Commission President Ursula von der Leyen addressed this morning the World Health Assembly of the World Health Organization (WHO), which gathers between 29 November and 1 December for its second-ever special session.
The President welcomed the Assembly’s decision to start negotiations towards an international instrument to strengthen pandemic prevention, preparedness and response.
Following the emergence of the Omicron variant, von der Leyen commended the leadership of South Africa’s President Cyril Ramaphosa, underlining that South Africa’s analytical work and transparency have allowed a swift global response to save lives.

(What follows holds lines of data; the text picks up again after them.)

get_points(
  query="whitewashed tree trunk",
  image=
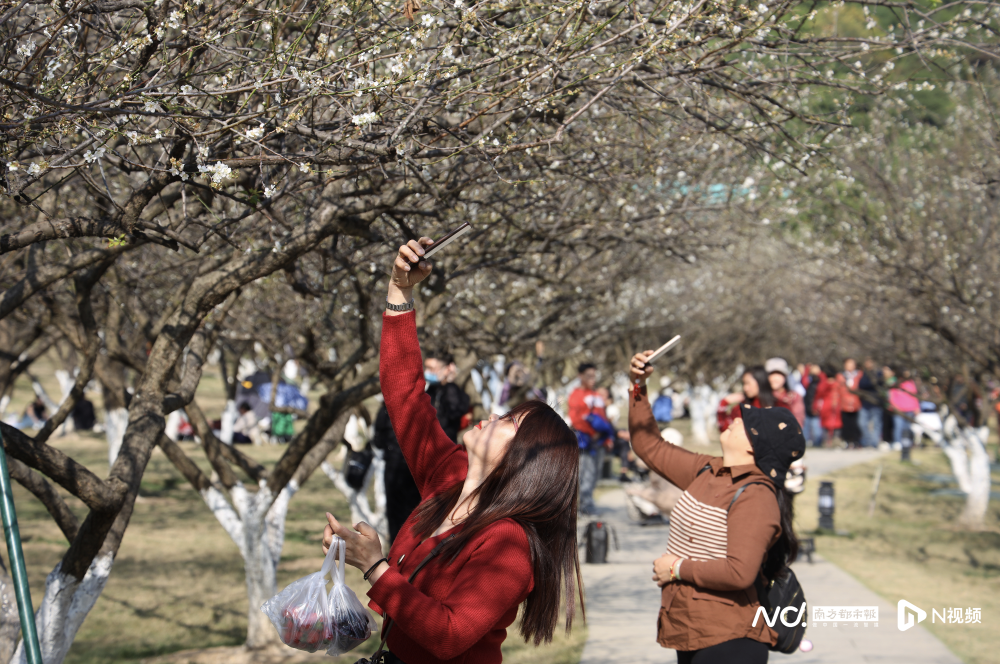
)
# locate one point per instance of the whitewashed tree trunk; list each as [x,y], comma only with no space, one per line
[256,525]
[64,607]
[361,509]
[701,409]
[10,621]
[970,463]
[229,417]
[115,423]
[40,392]
[954,449]
[173,427]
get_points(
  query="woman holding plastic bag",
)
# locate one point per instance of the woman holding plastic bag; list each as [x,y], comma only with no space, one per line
[308,618]
[496,527]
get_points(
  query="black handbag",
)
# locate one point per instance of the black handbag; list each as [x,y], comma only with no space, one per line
[782,591]
[356,467]
[383,656]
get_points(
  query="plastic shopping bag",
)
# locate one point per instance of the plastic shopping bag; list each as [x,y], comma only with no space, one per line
[301,612]
[352,622]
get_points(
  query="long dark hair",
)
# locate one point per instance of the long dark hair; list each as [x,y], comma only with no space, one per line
[535,484]
[766,395]
[786,549]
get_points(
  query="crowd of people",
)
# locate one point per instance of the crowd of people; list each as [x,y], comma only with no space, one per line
[858,407]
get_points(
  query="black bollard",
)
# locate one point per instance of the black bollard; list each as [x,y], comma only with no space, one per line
[826,505]
[597,542]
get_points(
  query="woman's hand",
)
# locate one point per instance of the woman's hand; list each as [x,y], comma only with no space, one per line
[410,269]
[661,569]
[362,546]
[636,372]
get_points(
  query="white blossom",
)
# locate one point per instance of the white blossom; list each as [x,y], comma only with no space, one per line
[364,119]
[218,171]
[95,155]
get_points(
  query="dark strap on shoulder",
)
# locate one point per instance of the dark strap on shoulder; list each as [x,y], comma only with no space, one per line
[436,550]
[385,632]
[742,488]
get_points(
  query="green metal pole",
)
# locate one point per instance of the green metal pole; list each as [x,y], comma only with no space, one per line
[21,589]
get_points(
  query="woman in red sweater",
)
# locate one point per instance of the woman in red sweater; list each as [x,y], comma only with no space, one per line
[503,503]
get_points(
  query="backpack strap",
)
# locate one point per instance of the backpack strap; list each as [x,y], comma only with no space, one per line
[742,488]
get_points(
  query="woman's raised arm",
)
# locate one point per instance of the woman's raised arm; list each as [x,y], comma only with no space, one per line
[434,460]
[672,462]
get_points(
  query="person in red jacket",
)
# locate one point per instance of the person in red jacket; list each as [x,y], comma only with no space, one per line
[777,375]
[827,404]
[756,392]
[503,504]
[584,401]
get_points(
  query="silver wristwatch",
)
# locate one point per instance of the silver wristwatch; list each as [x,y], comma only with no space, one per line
[398,307]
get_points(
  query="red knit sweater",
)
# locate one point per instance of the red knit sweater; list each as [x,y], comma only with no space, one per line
[455,611]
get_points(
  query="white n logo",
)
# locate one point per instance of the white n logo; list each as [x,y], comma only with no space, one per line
[904,615]
[770,621]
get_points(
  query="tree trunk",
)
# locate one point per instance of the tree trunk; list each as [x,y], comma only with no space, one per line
[261,570]
[67,602]
[257,527]
[115,423]
[358,499]
[10,621]
[977,498]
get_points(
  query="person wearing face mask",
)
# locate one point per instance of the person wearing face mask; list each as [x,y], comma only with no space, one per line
[496,528]
[449,400]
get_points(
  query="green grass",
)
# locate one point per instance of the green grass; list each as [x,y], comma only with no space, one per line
[912,547]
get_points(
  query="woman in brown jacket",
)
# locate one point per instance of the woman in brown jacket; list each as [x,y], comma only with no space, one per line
[733,521]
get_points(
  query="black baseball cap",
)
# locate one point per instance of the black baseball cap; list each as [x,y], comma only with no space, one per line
[776,438]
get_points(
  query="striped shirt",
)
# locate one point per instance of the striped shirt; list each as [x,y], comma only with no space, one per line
[697,531]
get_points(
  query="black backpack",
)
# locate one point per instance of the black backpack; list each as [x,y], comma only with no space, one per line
[784,590]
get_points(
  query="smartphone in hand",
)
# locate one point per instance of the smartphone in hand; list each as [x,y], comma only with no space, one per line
[443,242]
[659,352]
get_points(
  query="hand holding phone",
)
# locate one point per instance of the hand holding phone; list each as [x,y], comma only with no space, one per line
[659,352]
[441,243]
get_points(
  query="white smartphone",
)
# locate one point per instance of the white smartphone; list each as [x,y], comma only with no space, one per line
[661,350]
[447,239]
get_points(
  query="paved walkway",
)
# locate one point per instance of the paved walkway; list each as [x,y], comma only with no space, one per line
[623,602]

She praised South Africa as an example of international cooperation in times of cross-border health threats.
Building on the Global Health Summit of May and on the G20 Summit last month, President von der Leyen reaffirmed the EU’s commitment to uphold equity, good governance, multilateral cooperation and solidarity as the only ways out of the current health crisis.

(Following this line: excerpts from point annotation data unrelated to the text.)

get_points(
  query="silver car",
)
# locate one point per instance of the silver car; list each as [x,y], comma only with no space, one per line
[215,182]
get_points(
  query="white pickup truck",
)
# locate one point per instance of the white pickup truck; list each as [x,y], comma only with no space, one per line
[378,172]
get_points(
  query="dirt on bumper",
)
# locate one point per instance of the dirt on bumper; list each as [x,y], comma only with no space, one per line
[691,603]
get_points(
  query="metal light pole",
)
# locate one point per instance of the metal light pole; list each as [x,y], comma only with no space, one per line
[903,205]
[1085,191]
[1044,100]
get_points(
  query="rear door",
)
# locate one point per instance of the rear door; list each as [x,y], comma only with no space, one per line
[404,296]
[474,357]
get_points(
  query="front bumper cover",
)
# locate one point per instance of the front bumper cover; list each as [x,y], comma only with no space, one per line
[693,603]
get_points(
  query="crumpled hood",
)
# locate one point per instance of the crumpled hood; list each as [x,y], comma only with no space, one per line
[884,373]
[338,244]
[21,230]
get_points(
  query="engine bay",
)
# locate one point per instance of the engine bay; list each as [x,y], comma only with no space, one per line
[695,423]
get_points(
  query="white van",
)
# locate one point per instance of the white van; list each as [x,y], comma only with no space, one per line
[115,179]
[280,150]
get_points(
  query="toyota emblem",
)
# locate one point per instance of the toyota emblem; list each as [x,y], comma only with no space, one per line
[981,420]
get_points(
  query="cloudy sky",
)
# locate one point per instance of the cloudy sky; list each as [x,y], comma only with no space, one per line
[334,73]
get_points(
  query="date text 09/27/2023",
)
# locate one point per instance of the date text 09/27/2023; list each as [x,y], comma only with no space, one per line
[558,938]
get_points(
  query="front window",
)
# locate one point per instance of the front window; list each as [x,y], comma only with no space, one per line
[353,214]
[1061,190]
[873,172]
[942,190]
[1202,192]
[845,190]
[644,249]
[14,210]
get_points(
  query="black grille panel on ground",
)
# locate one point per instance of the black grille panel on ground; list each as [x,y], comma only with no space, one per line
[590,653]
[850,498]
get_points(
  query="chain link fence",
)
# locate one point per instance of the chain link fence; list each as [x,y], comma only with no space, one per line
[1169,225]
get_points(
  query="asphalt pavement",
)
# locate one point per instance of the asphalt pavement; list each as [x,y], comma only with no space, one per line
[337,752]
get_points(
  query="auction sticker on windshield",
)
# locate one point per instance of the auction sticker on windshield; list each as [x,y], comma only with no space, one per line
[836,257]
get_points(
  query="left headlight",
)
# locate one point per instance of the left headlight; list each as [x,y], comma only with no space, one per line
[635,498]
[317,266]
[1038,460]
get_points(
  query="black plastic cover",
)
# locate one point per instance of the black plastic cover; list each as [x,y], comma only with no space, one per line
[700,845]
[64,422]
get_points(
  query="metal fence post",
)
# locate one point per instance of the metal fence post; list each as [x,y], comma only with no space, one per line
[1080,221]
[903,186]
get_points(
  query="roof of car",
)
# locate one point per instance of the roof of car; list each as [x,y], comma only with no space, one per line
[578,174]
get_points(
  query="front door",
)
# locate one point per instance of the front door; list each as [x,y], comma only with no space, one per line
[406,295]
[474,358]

The European Union and its Member States will continue working to help achieve the global vaccination target of 70% in 2022 and will support capacity building for sequencing, testing, treatments and vaccination. In this sense, the President confirmed that the EU aims at sharing at least 700 million vaccine doses by mid-2022 with low and middle-income countries.
That is on top of the €3 billion in financing that the EU provided to help create the ACT-Accelerator for global vaccination through COVAX and the ongoing efforts to develop vaccine manufacturing in Africa and in South America.